The book is essentially a bunch of poverty porn. As Holmes writes of Sal’s character in the movie, “What other people do for survival, he does for the experience. He loves the people he meets in his travels not because of any unique humanity they might possess, but because they fulfill his fantasies about spending a lot of time with earthy simple people who will be great in his book.” And Haglund pinpoints their time in Mexico for what it really is: sex tourism.

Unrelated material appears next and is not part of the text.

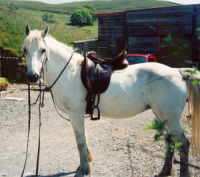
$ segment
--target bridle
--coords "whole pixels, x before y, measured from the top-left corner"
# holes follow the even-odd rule
[[[45,42],[45,41],[44,41]],[[45,43],[46,44],[46,43]],[[49,87],[45,87],[42,89],[42,84],[41,84],[41,79],[42,79],[42,75],[44,77],[44,67],[46,66],[46,70],[47,70],[47,61],[48,60],[48,57],[47,57],[47,54],[45,52],[45,57],[42,61],[42,69],[41,69],[41,72],[40,72],[40,76],[39,76],[39,95],[36,99],[36,101],[33,103],[33,104],[36,104],[38,101],[39,101],[39,135],[38,135],[38,152],[37,152],[37,163],[36,163],[36,177],[38,176],[38,169],[39,169],[39,157],[40,157],[40,132],[41,132],[41,108],[44,106],[44,93],[45,92],[50,92],[51,93],[51,97],[52,97],[52,101],[53,101],[53,104],[54,104],[54,107],[57,111],[57,113],[62,117],[64,118],[65,120],[67,121],[70,121],[69,119],[65,118],[64,116],[62,116],[59,111],[58,111],[58,108],[56,107],[56,104],[55,104],[55,99],[53,97],[53,93],[51,91],[51,89],[53,88],[53,86],[57,83],[58,79],[60,78],[60,76],[63,74],[63,72],[65,71],[65,69],[67,68],[67,66],[69,65],[72,57],[73,57],[73,54],[74,54],[74,51],[72,52],[69,60],[67,61],[66,65],[63,67],[62,71],[60,72],[60,74],[57,76],[57,78],[55,79],[55,81],[51,84],[51,86]],[[22,55],[22,58],[25,57],[25,53]],[[24,175],[24,171],[25,171],[25,168],[26,168],[26,162],[27,162],[27,158],[28,158],[28,149],[29,149],[29,137],[30,137],[30,125],[31,125],[31,96],[30,96],[30,83],[28,83],[28,107],[29,107],[29,110],[28,110],[28,137],[27,137],[27,145],[26,145],[26,157],[25,157],[25,162],[24,162],[24,167],[23,167],[23,170],[22,170],[22,173],[21,173],[21,177],[23,177]]]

When reading the book, I had tried almost successfully to write off most of their slum fun, he-man woman hating, and black jazz bar diving as a product of the times. And in reading the novel, it is somehow easier to see the book as a historical artifact, including all of its “shocking” lifestyle choices. But as a film, does that translate well for a modern audience? Perhaps many of the complainers on Rotten Tomatoes are right, perhaps the antics of the Beats these days have lost their shock value. I mean, what 20something hasn’t gone on at least one Lost Weekend of some kind, experimented with sex/drugs, and/or has been confused about where their life is going / where fulfillment lies? Haglund (seemingly) accidentally references Ginsberg when he discusses the famous quote from the novel also used in the film:

the “only people that interest me are the mad ones,” he says, “the ones who are mad to live, mad to talk, desirous of everything at the same time, the ones that never yawn or say a commonplace thing but burn, burn, burn like roman candles across the night.”

But somehow, when reading it, you forget he’s watching a couple of twentysomethings yell half-baked philosophy at each other on a noisy city night. Watching them on screen, it occurs to you: The Beat generation was just a bunch of guys.

Which is exactly how Allen Ginsberg put it: “There is no beat generation…just some guys trying to get published”. Now, whether this is true in the sense that there was no Beat generation in that there was a genuine movement is debatable, and it’s a debate that covered a few weeks of my very last history seminar without a real answer. However, to sum up the movie, it hits it right on the nose.

If you’re easily swept up into the world of travel narratives and wasteful youth, then yeah. You’ll probably enjoy the movie (and the book). If you’ve read the book, then maybe you’ll experience something close to what I did: watching an interesting, even if accidental, literary criticism.